Sabía que Raúl pertenecía al Consejo Nacional de Huelga, porque así era él,
aguerrido y defensor de las causas justas. Su espíritu de pelea se manifestó
desde que era niño. Tania, su hermana, fue más dócil, obedecía, pero Raúl
quería una explicación para cada una de las órdenes que le daban sus padres.

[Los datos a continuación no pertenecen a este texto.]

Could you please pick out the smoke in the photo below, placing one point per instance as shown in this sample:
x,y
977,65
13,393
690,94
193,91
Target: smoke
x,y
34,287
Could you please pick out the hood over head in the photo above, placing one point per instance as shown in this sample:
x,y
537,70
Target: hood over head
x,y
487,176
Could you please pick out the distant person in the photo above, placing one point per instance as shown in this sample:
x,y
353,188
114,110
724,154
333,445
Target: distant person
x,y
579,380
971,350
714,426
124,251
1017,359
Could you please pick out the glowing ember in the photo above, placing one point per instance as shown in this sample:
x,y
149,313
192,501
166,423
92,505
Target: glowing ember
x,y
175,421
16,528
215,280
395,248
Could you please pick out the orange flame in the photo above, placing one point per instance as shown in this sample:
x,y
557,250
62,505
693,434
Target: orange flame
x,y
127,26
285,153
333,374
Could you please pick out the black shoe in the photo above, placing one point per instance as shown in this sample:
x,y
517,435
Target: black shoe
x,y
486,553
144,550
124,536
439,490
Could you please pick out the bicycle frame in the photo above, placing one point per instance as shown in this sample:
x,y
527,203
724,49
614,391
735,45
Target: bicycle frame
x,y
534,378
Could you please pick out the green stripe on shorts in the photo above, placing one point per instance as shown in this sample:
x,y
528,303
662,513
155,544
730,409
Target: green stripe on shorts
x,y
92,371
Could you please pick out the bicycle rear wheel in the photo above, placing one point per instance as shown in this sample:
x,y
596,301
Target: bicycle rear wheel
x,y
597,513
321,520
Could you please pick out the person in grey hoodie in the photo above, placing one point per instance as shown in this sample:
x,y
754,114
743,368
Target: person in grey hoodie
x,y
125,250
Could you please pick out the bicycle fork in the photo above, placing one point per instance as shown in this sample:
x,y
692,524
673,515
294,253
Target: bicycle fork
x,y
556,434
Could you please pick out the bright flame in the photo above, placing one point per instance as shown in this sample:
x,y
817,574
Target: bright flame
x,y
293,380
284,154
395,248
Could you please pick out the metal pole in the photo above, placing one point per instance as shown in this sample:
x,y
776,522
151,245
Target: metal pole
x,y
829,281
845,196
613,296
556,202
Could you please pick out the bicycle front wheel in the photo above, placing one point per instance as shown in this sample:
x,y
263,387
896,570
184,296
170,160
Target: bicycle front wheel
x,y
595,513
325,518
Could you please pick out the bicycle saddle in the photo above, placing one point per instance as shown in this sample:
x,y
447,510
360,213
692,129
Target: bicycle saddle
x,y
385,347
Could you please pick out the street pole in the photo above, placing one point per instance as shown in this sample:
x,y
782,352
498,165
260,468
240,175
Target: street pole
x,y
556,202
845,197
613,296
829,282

Manuela, matemática, intentaba domar su rebeldía. El 2 de octubre, a Manuela la
llamó su marido, también Raúl: “No salgas, porque esto está horrible. El
Ejército tomó la plaza”. Esa misma noche, su hijo Raúl desapareció y a partir
de ese momento Manuela y Raúl padre sacaron desplegados durante más de un mes
en El Día, que decían: Han pasado cinco días y no sabemos nada de nuestro hijo
Raúl Álvarez Garín.
Cuando
Manuela por fin logró verlo en su celda, en Lecumberri, no hubo lágrimas ni
lamentaciones. Raúl, muy serio, la saludó con una frase que 40 años después no
olvida: “Mamá, hay muchos muchachos que no tienen quién los defienda, hay que
buscarles un abogado…” También le advirtió: Mamá, por favor, no vayas a traer
nada que esté prohibido para no tener que pedirles nunca nada a estos
carceleros. Tráeme una cazuela grande para cocinar para varios fue lo único que
Raúl pidió y Manuela tuvo que sacar el permiso en la dirección del Penal. Le
espetó al militar que lo autorizó: A usted le consta que la cárcel de estos
muchachos es una injusticia.
Cuando
Raúl salió exilado a Perú después de dos años y ocho meses de cárcel, el juez
le dijo a Manuela: –La felicito, señora, porque su hijo es una persona íntegra,
correcta.
Raúl
Álvarez Garín y su inseparable Félix Lucio Hernández Gamundi, Daniel Molina y
muchos otros, Javier El Güero González Garza, también matemático, enjuiciaron y
consiguieron que a Luis Echeverría, entonces secretario de Gobernación, le
dieran su casa en San Jerónimo como cárcel. A la gran puerta de madera en San
Jerónimo acudieron Rosario Ibarra de Piedra y Jesusa Rodríguez, y le aventaron
cubetazos de pintura roja.
Seguramente
muchas madres, como Manuela, están más tranquilas porque la masacre no es un
capítulo que se ha borrado de la historia del país: Lo que va a quedarse para
siempre en la historia es que el 2 de octubre fue un genocidio. Si Luis
Echeverría cometió un genocidio, debe responder por él; lo mismo que los demás
–dice Manuela Álvarez Garín, con esa seguridad que la agiganta y la hace
admirable.
En
Raúl Álvarez Garín, leal a Cuauhtémoc Cárdenas, yace la verdad del 68 y su voz
es la más autorizada. A su honestidad sólo la supera la destreza con la que
prepara sus camarones escogidos uno a uno en La Viga, que esperamos comer
pronto para chuparnos los dedos y serenarnos el alma.